Megan | 40 Aprons Team says
Thank you so much, Kristen, for such a wonderful review! I am so happy you and your family love this alfredo so much!
Holly Landstrom Pillsbury says
This Alfredo recipe is so good-I’ve shared the recipe multiple times and everyone loves it.
Megan | 40 Aprons Team says
Thank you so much, Holly! We love to hear that!
Denise Burris says
Wow wow wow we are Lactose Intolerate so we used lactaid cottage cheese and lactaid milk also healthy hearty Parmesan WE FINALLY HAVE AN ALFREDO WE LOVE AND CAN EAT. THANK YOU THANK YOU
Megan | 40 Aprons Team says
Wow, what a GLOWING review! Thank you so much, Denise, I’m so happy this sauce worked so well for your needs!
Flo says
I am single-can the sauce be frozen or should I make a quarteramount.
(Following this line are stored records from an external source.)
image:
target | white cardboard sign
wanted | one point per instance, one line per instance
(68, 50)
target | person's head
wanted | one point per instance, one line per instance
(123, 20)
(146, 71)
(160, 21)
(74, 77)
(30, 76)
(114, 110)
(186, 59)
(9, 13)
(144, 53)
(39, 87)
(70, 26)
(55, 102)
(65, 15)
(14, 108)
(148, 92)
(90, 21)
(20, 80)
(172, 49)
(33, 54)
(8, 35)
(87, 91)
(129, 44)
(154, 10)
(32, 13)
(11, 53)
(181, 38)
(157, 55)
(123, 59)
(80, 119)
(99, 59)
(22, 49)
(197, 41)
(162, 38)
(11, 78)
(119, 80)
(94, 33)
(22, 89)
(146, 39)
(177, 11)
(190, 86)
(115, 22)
Anna Claire | 40 Aprons Team says
It can be frozen! It will also last several days in the fridge if you’d like to meal-prep.
Debra says
For a dinner party, I mixed the ingredients in the morning, put it in the fridge then cooked the sauce as the pasta boiled. Easy, convenient, versatile, absolutely delicious and healthy!
Megan | 40 Aprons Team says
Love a good make-ahead recipe! Thank you so much for the review, Debra!
Nancy says
I am always looking for ways to cut calories, cholesterol & sodium while maintaining taste. This recipe was
a success
Megan | 40 Aprons Team says
Love to hear it, Nancy! Thank you for sharing your review!